Latin America’s sweeping anti-corruption broom

From Brazil to Mexico, a rising middle class is driving efforts to ensure honest governance, reflecting a global trend toward ‘ethical universalism.’

AP Photo
Demonstrators in Brazil fill Paulista Avenue during a protest demanding the impeachment of Brazil's President Dilma Rousseff March 13. The president faces impeachment proceedings over alleged fiscal mismanagement with the country in the throes of the worst recession in decades and amid a sprawling investigation into corruption at the state-run oil giant Petrobras.

In her latest book on corruption, “The Quest for Good Governance,” Berlin-based professor Alina Mungiu-Pippidi writes that the demand for honest and fair leaders has never been greater, especially since 2010 when social media really began to enable activists. It is not difficult to spot this trend in Latin America, a corner of the world where integrity in government was once least expected.

In the past three years, anti-corruption movements have turned politics upside down in Brazil, Mexico, and Guatemala. And to a degree, surprising election results in Argentina and Venezuela, driven in part by a popular desire for clean governance, have altered the course of those nations. These examples are ricocheting across Latin America’s 626 million people.

This crackdown on corruption, notes Americas Quarterly magazine, will be one of the region’s most important changes in the 21st century: “It will strengthen democracies. It will make the business world more transparent, and more open to new players.

“And it will help reduce poverty and inequality, as the billions of dollars lost to graft every year are redirected toward the neediest.”

Across Latin America, citizen expectations have risen in the past 20 years as democracy and economies have expanded. For the first time, the middle class now outnumbers those living in poverty, bringing demands for independent judiciaries and greater transparency and accountability.

People are also putting less faith in personal leaders and greater emphasis on systems of checks and balances. “Constitutions are more reliable than caudillos,” says Roger Noriega, a former US diplomat for the region.

Building a critical mass against corruption still remains difficult. Mexico passed important anti-graft laws last year, but the implementation of the measures seems stalled. Brazil has seen dozens of politicians and businesspeople caught up in a major scandal involving the state oil company, Petrobras, but with little structural change so far. In contrast, Guatemala’s anti-corruption efforts saw one president driven from office and a new one elected on a platform for clean governance.

Ms.

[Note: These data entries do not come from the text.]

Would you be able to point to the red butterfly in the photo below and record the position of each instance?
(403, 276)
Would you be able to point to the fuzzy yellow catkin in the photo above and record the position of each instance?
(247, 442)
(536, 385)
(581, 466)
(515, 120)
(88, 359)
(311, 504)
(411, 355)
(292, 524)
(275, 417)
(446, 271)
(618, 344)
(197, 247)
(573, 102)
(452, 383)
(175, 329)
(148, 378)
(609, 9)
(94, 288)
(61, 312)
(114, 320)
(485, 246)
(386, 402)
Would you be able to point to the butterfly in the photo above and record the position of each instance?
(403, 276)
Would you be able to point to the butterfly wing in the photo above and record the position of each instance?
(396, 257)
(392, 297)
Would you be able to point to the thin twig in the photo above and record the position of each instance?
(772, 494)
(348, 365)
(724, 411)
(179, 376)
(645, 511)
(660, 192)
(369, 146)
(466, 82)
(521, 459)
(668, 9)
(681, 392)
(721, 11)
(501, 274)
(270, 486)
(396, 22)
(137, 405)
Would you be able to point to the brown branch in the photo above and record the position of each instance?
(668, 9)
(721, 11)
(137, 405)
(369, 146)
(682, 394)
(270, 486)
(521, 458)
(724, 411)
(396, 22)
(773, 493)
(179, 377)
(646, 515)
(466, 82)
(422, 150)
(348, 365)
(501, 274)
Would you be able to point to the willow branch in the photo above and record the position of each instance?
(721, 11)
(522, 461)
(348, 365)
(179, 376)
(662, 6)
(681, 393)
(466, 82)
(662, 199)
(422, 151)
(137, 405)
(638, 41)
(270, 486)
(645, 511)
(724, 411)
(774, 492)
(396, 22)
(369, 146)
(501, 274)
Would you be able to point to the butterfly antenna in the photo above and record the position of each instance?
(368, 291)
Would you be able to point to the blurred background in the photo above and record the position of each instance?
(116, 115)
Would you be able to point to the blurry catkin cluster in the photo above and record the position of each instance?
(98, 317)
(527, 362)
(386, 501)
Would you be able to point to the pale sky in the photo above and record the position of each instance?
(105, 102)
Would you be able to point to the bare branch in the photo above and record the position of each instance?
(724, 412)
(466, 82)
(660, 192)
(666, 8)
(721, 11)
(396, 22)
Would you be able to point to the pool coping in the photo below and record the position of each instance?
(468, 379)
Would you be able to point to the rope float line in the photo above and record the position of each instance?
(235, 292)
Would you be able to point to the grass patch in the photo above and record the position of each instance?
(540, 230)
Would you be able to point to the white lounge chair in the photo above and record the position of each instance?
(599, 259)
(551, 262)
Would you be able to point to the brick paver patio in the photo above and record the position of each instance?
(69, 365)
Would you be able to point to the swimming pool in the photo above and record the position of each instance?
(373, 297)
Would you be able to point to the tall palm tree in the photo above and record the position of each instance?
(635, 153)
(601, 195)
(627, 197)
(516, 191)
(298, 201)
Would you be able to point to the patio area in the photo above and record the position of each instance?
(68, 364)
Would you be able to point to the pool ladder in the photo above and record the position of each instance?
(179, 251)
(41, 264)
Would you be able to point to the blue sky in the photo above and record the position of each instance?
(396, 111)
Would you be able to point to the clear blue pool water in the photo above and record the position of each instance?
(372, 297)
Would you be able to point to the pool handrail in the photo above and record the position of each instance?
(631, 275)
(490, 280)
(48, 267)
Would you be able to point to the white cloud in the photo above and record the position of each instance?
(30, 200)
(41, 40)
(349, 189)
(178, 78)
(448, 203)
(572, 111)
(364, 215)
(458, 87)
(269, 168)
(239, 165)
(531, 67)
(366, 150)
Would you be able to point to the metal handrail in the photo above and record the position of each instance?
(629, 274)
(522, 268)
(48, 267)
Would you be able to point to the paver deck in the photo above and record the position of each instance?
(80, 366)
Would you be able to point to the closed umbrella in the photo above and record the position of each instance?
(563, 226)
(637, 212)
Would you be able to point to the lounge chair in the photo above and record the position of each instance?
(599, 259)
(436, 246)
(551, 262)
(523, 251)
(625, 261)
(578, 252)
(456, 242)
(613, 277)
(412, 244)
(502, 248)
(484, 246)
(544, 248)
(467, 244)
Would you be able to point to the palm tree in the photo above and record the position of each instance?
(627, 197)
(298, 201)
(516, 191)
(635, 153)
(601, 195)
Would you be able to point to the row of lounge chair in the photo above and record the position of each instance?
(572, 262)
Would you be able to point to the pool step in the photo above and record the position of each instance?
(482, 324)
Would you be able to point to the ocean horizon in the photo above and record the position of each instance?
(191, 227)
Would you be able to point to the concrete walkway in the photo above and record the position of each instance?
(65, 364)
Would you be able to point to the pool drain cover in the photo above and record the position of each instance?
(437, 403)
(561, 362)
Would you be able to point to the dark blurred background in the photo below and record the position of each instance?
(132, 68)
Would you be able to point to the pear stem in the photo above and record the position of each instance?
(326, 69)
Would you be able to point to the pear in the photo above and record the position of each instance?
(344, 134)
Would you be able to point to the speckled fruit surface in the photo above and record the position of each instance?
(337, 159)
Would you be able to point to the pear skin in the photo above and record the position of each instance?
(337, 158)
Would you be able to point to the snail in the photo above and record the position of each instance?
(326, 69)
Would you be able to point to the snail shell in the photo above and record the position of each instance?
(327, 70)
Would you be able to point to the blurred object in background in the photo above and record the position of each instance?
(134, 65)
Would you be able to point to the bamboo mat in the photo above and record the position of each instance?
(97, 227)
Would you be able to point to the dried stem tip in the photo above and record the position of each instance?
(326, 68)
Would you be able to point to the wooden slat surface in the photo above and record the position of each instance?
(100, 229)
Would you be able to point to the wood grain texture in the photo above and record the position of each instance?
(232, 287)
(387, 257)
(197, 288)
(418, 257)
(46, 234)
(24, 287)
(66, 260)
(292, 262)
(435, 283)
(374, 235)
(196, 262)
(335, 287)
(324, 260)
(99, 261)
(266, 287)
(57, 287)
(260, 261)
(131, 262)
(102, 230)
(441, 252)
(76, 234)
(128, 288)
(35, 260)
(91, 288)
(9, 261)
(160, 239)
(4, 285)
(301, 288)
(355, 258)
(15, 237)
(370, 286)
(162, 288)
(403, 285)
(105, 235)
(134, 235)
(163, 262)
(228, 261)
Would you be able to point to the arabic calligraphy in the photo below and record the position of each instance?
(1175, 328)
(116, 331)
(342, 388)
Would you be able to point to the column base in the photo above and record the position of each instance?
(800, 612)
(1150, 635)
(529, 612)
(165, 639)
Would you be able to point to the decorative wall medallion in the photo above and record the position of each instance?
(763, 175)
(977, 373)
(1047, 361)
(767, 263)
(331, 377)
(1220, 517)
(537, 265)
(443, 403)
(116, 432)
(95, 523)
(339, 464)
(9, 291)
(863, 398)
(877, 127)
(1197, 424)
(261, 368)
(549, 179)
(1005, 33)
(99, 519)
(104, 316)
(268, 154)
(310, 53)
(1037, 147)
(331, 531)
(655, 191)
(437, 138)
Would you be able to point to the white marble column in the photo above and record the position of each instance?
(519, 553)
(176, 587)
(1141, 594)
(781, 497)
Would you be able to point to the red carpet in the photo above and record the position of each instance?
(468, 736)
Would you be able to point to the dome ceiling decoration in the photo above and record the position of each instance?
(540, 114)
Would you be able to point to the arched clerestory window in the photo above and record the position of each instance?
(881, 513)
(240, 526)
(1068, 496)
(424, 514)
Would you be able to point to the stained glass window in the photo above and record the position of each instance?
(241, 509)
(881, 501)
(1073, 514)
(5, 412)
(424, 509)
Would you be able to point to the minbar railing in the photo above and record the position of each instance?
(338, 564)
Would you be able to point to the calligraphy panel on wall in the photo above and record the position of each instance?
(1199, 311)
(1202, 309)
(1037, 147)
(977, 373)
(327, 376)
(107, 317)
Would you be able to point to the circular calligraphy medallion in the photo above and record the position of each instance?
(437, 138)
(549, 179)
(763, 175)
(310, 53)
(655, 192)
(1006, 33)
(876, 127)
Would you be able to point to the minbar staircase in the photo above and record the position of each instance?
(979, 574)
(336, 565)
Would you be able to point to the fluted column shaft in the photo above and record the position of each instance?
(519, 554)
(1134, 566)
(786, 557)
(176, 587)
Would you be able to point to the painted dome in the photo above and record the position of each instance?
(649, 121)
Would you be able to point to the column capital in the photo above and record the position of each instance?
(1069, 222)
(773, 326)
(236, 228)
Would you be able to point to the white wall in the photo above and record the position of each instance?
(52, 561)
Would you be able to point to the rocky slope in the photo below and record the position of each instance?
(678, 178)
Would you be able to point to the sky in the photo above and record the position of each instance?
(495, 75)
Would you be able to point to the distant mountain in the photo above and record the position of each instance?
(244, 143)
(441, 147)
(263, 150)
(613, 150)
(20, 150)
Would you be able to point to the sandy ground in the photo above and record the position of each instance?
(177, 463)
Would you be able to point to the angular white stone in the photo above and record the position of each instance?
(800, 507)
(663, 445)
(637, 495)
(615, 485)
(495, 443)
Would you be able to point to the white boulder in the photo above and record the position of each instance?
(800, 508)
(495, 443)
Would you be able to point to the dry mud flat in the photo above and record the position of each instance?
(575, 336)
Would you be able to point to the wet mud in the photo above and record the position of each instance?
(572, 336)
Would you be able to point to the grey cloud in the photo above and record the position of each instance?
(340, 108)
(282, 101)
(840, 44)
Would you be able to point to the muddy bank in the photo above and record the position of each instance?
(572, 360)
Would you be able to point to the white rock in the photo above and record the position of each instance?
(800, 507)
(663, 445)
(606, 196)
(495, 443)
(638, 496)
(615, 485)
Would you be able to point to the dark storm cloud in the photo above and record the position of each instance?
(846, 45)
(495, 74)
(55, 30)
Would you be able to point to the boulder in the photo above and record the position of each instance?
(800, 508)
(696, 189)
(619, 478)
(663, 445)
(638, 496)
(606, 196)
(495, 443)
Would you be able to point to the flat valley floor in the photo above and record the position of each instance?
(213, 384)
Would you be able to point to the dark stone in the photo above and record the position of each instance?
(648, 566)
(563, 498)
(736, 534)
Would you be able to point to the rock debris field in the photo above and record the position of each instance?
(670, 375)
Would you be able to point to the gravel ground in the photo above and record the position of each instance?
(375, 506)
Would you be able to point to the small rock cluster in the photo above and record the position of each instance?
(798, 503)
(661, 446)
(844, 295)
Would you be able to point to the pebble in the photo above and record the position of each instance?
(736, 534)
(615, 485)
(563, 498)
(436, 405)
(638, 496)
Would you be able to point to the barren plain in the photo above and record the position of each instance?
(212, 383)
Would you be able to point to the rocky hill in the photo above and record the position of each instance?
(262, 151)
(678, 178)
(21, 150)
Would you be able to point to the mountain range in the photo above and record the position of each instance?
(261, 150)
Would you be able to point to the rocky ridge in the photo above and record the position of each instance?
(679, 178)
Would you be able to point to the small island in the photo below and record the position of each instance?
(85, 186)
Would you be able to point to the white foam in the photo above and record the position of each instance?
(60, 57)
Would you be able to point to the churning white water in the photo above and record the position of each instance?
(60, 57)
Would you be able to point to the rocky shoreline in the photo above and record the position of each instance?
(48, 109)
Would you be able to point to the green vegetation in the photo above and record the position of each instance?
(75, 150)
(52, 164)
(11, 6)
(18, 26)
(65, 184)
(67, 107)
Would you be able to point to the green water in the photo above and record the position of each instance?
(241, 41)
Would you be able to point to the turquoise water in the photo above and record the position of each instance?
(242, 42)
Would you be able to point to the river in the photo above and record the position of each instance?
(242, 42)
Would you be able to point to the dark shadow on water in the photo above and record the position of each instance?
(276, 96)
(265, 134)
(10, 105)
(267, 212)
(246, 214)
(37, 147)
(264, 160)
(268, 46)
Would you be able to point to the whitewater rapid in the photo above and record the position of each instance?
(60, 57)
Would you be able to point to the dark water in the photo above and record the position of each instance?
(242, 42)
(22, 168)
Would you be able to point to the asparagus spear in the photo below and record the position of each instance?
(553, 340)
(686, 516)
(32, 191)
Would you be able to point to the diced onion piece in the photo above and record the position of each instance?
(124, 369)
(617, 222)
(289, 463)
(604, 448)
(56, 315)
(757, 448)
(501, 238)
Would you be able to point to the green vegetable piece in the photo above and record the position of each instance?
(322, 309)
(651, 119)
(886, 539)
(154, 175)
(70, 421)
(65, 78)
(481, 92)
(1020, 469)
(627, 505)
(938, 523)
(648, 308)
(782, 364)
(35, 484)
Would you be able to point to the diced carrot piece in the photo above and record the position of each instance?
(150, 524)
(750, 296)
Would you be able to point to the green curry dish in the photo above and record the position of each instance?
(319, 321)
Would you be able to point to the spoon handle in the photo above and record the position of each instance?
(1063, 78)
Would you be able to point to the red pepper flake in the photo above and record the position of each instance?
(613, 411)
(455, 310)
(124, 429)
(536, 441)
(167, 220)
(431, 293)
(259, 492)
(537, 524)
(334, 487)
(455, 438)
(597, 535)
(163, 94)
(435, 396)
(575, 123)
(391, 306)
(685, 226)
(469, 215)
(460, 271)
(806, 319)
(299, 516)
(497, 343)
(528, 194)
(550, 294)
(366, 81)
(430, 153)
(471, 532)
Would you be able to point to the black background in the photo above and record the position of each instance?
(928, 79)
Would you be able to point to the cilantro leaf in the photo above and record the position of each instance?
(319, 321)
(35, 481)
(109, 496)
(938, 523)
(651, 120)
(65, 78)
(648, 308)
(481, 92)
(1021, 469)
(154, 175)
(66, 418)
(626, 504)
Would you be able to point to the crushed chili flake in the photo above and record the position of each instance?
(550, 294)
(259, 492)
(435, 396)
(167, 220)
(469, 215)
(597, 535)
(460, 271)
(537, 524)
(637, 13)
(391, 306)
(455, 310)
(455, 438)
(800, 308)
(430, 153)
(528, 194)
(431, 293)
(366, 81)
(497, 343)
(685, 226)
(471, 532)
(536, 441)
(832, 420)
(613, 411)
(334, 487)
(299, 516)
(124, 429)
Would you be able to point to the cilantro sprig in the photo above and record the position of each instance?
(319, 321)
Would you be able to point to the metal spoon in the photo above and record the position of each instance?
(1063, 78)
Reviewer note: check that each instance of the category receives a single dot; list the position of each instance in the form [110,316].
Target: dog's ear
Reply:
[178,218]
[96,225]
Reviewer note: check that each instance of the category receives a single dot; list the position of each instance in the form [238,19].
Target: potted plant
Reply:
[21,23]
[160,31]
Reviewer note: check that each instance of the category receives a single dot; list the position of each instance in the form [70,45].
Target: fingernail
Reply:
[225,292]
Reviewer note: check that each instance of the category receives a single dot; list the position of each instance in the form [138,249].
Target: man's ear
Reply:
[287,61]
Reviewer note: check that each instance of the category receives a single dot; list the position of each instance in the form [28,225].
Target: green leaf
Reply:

Mungiu-Pippidi writes that societies where integrity is becoming the norm begin to embrace what she calls “ethical universalism.” Values such as honesty become well embedded, people share common purposes, voluntary groups work to better society, and civic engagement through media and the ballot box becomes stronger.

“The demand for good governance is on the rise,” she states, “but the capacity of long-term collective action in favor of new rules of the game is bound to vary greatly across these countries.” Latin America, perhaps more than any other region, is the place to watch this global shift toward honest governance.